Qué razón tenía doña M, esos «veinte años después» me pusieron ante la perspectiva de otra caída y una nueva operación; pues para ser exacta, fueron cuatro barridas. La última, un sentonazo tonto y repentino en el que no metí ni las manos. Mi osamenta se cimbró a tal grado que pensé que si me daba la vuelta —ya que pasara un poco el dolor y me hubiera levantado— iba a encontrarme con pedacitos de hueso esparcidos por el estacionamiento de Chapultepec.
Ganó la idea de vencer, de «conquistar la rueda», así que me lancé hecha caquita a rodar en el bosque —mientras el lobo no está— hasta que le abrí la puerta a la conciencia y me dije: A ver, reinita, te gusta patinar, sí, quieres seguir dándole, sí, sentir el viento que golpea tu cara, sí, nada más que el otro día cayó un chubasco de locos y el pavimento más decente del circuito que rodea el lago está mojado, puerco y lleno de ramitas. ¿Qué esperas?, ¿otro madrazo para que el cóccix y la columna se te hagan chicharrón prensado?
No. Ahí está el camino de regreso: te quitas los patines, te subes a tu coche (ah, pagas el estacionamiento) y te largas.

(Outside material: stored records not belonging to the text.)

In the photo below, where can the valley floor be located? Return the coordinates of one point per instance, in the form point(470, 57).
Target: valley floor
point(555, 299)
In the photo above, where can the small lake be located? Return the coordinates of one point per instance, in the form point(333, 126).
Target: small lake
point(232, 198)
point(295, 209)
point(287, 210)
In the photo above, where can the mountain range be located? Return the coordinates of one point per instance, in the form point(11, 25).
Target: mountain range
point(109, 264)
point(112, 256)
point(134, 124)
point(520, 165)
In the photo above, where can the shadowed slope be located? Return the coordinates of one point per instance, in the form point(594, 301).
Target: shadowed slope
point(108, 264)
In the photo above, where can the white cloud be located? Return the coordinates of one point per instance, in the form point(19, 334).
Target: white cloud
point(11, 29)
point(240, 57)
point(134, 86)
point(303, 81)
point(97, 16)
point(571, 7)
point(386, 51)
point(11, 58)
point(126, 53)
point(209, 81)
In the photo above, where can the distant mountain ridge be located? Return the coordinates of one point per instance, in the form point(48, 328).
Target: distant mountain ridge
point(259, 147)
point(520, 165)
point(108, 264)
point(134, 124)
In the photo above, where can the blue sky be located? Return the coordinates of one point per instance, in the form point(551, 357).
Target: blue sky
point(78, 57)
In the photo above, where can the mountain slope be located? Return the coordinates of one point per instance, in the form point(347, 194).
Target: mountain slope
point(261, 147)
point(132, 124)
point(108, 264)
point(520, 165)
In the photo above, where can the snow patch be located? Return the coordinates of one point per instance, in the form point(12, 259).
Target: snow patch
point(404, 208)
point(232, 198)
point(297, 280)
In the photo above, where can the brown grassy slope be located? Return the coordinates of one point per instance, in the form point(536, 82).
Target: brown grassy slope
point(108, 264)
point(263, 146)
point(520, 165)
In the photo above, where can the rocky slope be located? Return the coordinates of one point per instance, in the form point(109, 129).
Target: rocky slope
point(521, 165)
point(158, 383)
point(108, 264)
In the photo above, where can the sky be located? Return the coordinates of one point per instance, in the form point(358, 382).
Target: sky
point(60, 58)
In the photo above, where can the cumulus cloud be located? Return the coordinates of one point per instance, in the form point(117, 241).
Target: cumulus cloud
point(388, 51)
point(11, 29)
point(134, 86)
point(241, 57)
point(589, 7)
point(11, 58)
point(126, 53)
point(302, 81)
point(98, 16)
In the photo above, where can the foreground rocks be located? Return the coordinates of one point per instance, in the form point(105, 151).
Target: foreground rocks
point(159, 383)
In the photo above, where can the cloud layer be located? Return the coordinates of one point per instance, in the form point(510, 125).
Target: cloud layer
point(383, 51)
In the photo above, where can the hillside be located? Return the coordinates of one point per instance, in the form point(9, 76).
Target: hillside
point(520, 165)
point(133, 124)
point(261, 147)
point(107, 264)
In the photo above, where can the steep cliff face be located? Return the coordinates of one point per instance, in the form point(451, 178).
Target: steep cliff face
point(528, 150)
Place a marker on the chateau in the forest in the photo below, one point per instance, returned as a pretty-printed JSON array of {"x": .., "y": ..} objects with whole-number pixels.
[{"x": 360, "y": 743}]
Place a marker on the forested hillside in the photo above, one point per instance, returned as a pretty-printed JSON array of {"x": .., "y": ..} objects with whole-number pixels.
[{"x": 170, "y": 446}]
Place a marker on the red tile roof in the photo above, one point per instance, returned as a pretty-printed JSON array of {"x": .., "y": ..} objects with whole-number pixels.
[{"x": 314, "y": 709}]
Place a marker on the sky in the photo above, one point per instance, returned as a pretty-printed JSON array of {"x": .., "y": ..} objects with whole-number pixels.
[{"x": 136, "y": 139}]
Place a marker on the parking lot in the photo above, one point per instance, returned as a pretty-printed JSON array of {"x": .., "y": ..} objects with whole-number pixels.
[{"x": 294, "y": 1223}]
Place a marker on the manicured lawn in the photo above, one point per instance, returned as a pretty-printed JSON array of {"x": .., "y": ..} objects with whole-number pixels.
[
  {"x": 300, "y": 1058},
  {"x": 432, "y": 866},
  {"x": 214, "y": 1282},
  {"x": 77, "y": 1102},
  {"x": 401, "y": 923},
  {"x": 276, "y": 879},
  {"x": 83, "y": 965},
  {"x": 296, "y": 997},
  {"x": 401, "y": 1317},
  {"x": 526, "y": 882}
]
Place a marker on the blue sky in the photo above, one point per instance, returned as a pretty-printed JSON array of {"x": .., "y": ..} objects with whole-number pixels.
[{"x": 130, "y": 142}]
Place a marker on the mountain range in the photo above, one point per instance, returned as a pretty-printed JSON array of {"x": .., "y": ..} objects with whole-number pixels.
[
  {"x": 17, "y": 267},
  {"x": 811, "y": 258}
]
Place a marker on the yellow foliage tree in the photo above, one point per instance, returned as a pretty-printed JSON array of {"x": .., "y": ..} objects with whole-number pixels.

Santas Pascuas, ganar y perder son ingredientes de un mismo flan, enmielado a veces y podrido otras tantas.
Bai de güei:
¿Porqué se escribe junto y con acento?
Sí, cuando funciona como sustantivo masculino e indica causa, motivo. Debe usarse acompañado de los artículos posesivos el, los; de los artículos indefinidos un, unos; los determinantes posesivos tu, tus, su, sus o sólo en plural sin acompañamiento de estas partículas:
Necesito saber el porqué de tu decisión.
No hay un porqué que me convenza.
Explícame tus porqués.
Adeus.
Sport Jamie, le decía yo a esta perrita deportista. Era por Jamie Summers, la mujer biónica, que después de un accidente tuvo que someterse a una operación en la que cambiaron varias partes de su cuerpo por unas bionicas. Hacía un ruidito (takakatakataka….) cada vez que tenía que hacer algo especial. Mi perrita era biónica también, pero el ruidito era cuando estiraba la pierna en terapia, y luego cuando se apachurraba la panza porque comía mucho.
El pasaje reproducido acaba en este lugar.